The Jeske flags are primarily gridded designs. One contains an image of shapes that almost touch but are divided by a line. The others are images that suggest houses or encampments, and division by chain-link fence. Odita calls the main large flag sited at Laumeier, X (Laumeier) “iconic.” A variety of triangular shapes, touching in places, move up the vertical axis of the field to form a “neighborhood” of shapes. The horizontal axis separates the line of triangles and contains a literal thin blue line to represent the police.
“The police line and the triangular formations meet at the very center of the flag,” says Odita. “That is the point of contention, the point of discussion. Crossroads—it’s biblical, it’s historical, it’s a place of meeting, of discussion, of explosion. Anything can happen.”

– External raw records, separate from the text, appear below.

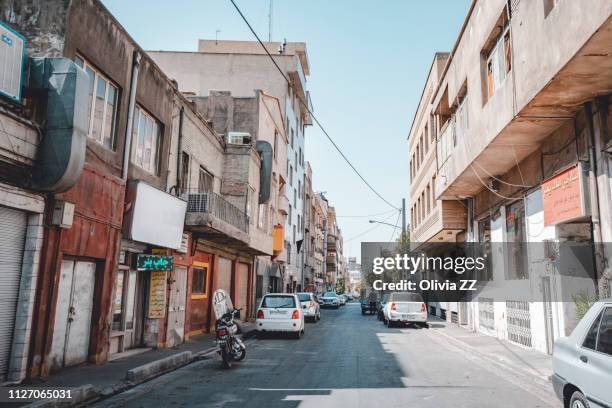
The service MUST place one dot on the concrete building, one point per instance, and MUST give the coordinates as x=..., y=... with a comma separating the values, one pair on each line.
x=521, y=103
x=240, y=67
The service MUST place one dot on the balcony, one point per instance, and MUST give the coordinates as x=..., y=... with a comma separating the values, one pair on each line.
x=219, y=219
x=442, y=224
x=283, y=204
x=541, y=93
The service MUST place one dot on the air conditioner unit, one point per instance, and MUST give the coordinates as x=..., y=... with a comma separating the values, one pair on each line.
x=239, y=138
x=12, y=45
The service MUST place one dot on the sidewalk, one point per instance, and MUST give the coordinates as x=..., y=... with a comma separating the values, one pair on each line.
x=90, y=382
x=526, y=360
x=529, y=369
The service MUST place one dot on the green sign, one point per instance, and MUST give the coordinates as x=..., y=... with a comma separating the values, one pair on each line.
x=154, y=263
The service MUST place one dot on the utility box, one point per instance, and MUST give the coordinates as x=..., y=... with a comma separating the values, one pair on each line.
x=63, y=214
x=12, y=46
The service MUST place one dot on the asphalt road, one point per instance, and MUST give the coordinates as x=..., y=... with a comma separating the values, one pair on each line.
x=346, y=359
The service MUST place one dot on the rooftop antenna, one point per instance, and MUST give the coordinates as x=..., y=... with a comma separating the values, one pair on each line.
x=270, y=21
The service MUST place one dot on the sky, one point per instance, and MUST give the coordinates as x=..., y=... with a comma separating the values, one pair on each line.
x=368, y=63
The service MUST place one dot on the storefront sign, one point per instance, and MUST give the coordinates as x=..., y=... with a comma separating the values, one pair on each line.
x=563, y=197
x=156, y=217
x=154, y=263
x=157, y=295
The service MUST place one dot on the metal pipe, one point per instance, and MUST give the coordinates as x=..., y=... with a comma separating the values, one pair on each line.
x=127, y=145
x=594, y=197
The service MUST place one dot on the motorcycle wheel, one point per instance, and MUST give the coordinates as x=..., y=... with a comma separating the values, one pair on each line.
x=227, y=358
x=240, y=356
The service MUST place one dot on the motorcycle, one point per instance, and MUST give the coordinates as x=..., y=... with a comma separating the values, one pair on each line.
x=231, y=348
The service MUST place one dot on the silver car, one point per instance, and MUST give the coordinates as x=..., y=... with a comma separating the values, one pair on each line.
x=405, y=307
x=582, y=362
x=310, y=306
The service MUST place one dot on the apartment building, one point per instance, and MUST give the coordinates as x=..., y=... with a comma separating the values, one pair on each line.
x=147, y=209
x=240, y=67
x=522, y=106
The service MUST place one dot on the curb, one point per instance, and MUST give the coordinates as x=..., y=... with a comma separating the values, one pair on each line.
x=87, y=394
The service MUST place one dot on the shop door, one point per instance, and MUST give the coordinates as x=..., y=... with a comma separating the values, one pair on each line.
x=73, y=313
x=12, y=238
x=241, y=287
x=176, y=308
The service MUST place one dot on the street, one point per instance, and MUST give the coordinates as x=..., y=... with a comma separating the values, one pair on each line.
x=346, y=359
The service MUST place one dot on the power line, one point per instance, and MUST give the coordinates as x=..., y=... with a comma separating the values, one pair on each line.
x=365, y=216
x=310, y=111
x=395, y=227
x=368, y=230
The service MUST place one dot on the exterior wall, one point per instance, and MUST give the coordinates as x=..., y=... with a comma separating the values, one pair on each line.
x=241, y=67
x=513, y=114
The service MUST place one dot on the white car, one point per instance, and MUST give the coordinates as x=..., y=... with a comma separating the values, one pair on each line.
x=330, y=299
x=582, y=362
x=310, y=306
x=280, y=312
x=405, y=307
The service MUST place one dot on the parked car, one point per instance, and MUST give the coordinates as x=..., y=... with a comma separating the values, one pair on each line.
x=310, y=307
x=582, y=362
x=330, y=299
x=381, y=305
x=405, y=307
x=280, y=312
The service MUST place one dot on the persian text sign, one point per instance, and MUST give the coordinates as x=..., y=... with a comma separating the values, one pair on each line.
x=154, y=263
x=562, y=196
x=157, y=295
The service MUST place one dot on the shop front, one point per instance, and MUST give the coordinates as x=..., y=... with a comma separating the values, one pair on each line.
x=149, y=293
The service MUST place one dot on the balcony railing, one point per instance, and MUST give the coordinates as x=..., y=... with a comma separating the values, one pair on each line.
x=218, y=207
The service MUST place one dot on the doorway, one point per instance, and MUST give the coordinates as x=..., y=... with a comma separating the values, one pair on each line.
x=176, y=308
x=73, y=313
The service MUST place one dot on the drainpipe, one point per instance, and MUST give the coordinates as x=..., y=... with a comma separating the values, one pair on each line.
x=594, y=198
x=127, y=147
x=179, y=157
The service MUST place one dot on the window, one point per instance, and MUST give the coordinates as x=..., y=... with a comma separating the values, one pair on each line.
x=146, y=141
x=590, y=341
x=184, y=171
x=198, y=280
x=516, y=236
x=102, y=105
x=205, y=181
x=604, y=340
x=261, y=216
x=499, y=60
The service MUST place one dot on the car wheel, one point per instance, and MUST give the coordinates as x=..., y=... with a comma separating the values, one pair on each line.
x=578, y=400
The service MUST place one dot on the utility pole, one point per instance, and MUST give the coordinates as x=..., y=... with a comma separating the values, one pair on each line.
x=270, y=22
x=403, y=217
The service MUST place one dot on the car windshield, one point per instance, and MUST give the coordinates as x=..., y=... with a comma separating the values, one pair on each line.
x=278, y=302
x=405, y=297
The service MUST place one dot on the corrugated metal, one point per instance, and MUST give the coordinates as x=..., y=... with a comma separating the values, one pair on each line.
x=12, y=239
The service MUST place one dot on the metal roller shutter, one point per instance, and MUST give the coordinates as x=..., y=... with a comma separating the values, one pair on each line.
x=12, y=239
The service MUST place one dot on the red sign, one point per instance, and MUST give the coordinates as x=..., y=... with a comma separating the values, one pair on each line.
x=562, y=196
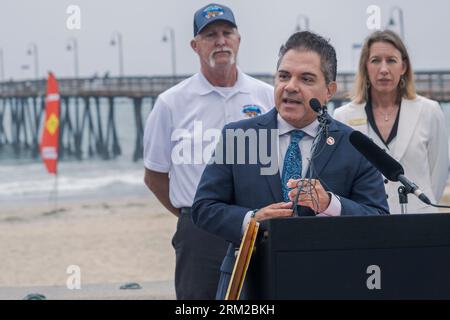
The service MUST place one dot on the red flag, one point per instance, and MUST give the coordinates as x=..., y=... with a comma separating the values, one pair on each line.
x=50, y=134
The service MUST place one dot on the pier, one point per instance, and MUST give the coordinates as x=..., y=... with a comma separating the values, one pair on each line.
x=87, y=129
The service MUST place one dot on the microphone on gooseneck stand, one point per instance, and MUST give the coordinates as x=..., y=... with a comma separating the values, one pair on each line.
x=388, y=166
x=322, y=118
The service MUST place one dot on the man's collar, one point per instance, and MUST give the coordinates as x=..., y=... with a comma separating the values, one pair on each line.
x=284, y=127
x=205, y=87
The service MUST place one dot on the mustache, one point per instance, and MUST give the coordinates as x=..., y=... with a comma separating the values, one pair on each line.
x=293, y=97
x=224, y=49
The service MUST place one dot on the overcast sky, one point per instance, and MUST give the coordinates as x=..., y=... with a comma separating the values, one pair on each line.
x=264, y=25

Viewers should absolutely visit both sites, Odita says. Just seeing one is an incomplete experience of the artwork.
“I want people to walk in the park at Jeske, experience the flags, experience the space, and maybe take a walk around the town,” he says. “And then take a walk around Laumeier, experience the similarities and the differences.”
Laumeier curator Dana Turkovic echoes the sentiment.

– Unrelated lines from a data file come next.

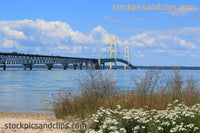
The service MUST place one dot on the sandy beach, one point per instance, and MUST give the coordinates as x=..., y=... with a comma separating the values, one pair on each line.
x=35, y=123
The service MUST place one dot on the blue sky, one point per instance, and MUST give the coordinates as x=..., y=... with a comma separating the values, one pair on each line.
x=83, y=28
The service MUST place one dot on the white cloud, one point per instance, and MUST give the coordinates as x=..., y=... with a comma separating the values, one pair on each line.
x=8, y=43
x=139, y=54
x=58, y=37
x=14, y=33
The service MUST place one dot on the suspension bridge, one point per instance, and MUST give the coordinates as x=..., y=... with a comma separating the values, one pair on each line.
x=28, y=60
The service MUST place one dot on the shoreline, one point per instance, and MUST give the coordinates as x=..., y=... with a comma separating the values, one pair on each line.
x=7, y=118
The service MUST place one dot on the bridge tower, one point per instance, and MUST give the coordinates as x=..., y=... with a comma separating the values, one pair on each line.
x=126, y=56
x=113, y=49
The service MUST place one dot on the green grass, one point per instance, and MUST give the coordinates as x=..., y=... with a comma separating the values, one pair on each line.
x=98, y=89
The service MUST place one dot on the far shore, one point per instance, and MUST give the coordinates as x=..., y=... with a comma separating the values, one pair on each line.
x=29, y=118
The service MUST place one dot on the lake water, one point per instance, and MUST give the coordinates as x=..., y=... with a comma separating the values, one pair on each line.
x=21, y=91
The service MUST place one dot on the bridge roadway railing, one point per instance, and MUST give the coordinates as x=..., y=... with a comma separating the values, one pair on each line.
x=28, y=60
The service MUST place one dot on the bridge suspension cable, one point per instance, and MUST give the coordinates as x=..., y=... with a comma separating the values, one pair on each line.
x=126, y=56
x=113, y=41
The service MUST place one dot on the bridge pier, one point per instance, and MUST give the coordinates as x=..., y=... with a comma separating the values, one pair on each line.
x=86, y=64
x=49, y=66
x=81, y=66
x=65, y=66
x=75, y=66
x=4, y=66
x=28, y=66
x=103, y=65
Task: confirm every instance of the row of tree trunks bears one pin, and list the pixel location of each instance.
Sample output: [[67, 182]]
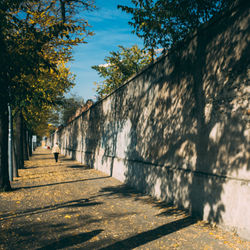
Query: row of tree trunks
[[21, 146], [4, 173]]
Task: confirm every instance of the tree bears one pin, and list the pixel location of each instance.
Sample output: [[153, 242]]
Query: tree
[[34, 36], [119, 67], [161, 23]]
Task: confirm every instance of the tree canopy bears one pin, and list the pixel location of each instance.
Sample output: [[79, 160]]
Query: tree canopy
[[119, 66], [36, 39], [160, 23]]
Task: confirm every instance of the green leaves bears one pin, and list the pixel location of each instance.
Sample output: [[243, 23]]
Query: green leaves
[[163, 22], [119, 67]]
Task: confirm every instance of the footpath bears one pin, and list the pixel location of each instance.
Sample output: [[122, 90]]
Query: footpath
[[66, 205]]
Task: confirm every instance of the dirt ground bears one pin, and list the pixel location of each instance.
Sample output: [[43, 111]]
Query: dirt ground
[[66, 205]]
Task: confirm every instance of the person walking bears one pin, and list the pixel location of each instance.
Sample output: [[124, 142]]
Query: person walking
[[56, 151]]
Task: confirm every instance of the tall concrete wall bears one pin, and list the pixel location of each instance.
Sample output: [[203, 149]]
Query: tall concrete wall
[[180, 129]]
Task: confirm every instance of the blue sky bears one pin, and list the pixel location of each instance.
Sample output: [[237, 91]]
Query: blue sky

“The collaboration with Jeske invites and encourages visitors to experience the city in a much bigger way, and to travel to areas they may not have been to or haven’t been to in a long time,” says Turkovic. “When much of us are limiting our travel, it’s the perfect time to get to know your own city and to really explore it geographically and historically and Odili’s multi-site installation becomes about much more than the objects themselves.”
Odita says it’s his hope that viewers are inspired to discuss their perspectives and rather than a muddying or graying, the views and the discussion form a brand-new, third idea.
“I’m trying to say in this piece, let’s question what we call periphery, let’s question what we call center. When Michael Brown was killed, that space became the center of the world. Art is not a fantasy space,” he says. “Art is a real space for real discussion. I just hope that people take the time to look a bit closer and deeper into Ferguson and its history.”
"From Periphery to Center " opens at Jeske Sculpture Park on August 8 and at Laumeier Sculpture Park on August 9 and remains open in both spaces through December 20, 2020. Both are free.